Word on the web is that the Wesabe folks are bootstrapping and running lean at 4 or 5 heads. Which is a brilliant example of how you can take a banks information at actually make it interesting and useful without much investment, just a smart approach.

I’ll be tracking them as the community grows, as the value of social finance is driven directly by who joins and gets active.

The Long Tail of Credit Cards: Flexi Card

Tuesday, November 7th, 2006

Flexi CardGaranti Bank in Turkey has an interesting card program that is “Tailor made for each card holder”. Consumers can specify amongst a batch of parameters including rate and fee to customize their card product. From their site:

During the application process on the web, applicants can manipulate over ten parameters such as the reward rate and type, interest rate, card fee, and campaign type to create their preferred combination. Customers who want a simple approach can choose to select one of the four ready made packages…

Considering the rate vs. fee vs. rewards conundrum that haunts acquisition managers on a daily basis, seems like a logical approach to allow individuals to trade off values in each to their liking. It will be quite interesting to see how you can actually get people to take a higher rate or fee. Seems like a great test ground. Garanti also allows people to upload a photo for the card design or to choose from a menu of colors.
I cannot seem to shake the feeling that this is the NextCard folks resurfacing after that debacle here in the States. I have yet to find evidence that they are driving it. The card design is a bit derivative.

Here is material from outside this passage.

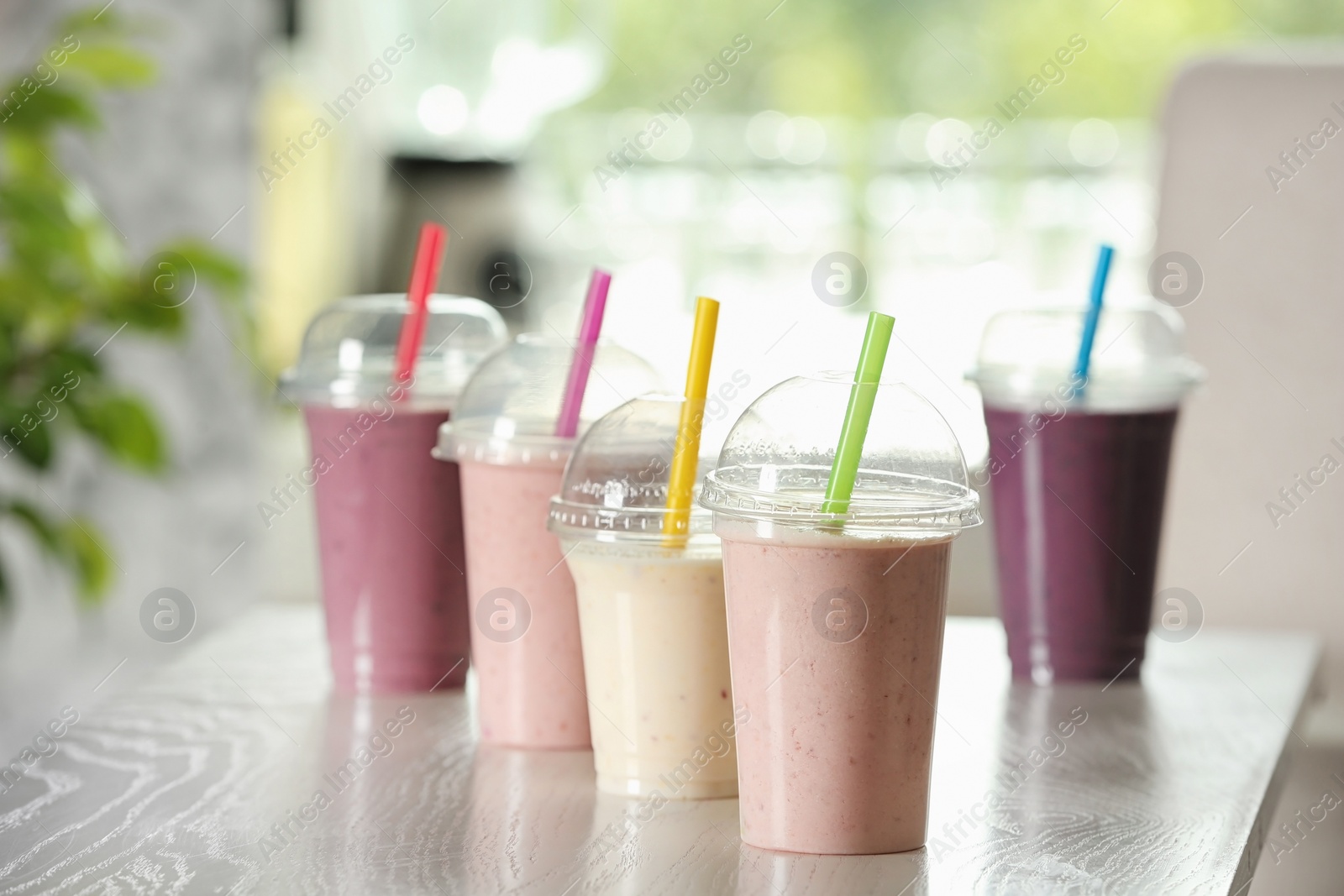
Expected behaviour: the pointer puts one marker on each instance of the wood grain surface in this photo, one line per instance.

Royal Bank of Canada: Seeking Wisdom?

Monday, October 23rd, 2006

Seems that innovation in the financial vertical will turn a corner eventually and the first ones to get there will be the more open-minded North American inhabitants of Canada.

This contest is an interesting hybrid of the retro sort of Westinghouse, Intel Science competitions geared towards school-aged, budding scientists and those late-night patent office advertisements suggesting that your idea for a combined garden rake-can opener is intellectual property that requires protection.

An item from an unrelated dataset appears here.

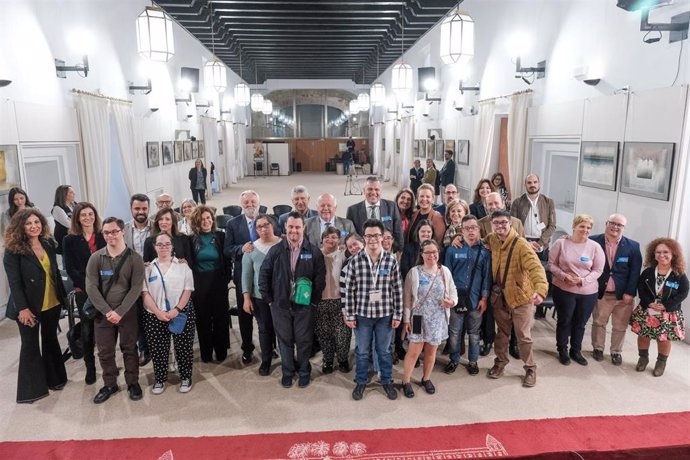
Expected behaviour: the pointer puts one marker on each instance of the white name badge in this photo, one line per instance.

This contest solicits college students, so a slightly older bunch, and focuses right on the specific problem of financial services 2.0. In fact the guidelines pages suggests that teams focus on such areas as “trends”, “partnerships” and even “pricing”!

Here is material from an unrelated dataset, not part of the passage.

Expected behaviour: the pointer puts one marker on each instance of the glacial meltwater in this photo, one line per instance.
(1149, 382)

Seems to me like RBC is trying to get some customer insights at a cut rate. The prize for this competition is $20K so the cost is near nothing. Can’t blame them for avoiding the customer insight “specialist” firms that dot the new innovation landscape. They could have made the reward for participation a bit richer than just the moral satisfaction of helping define the next generation of banking services. Throw those kids a few chips RBC!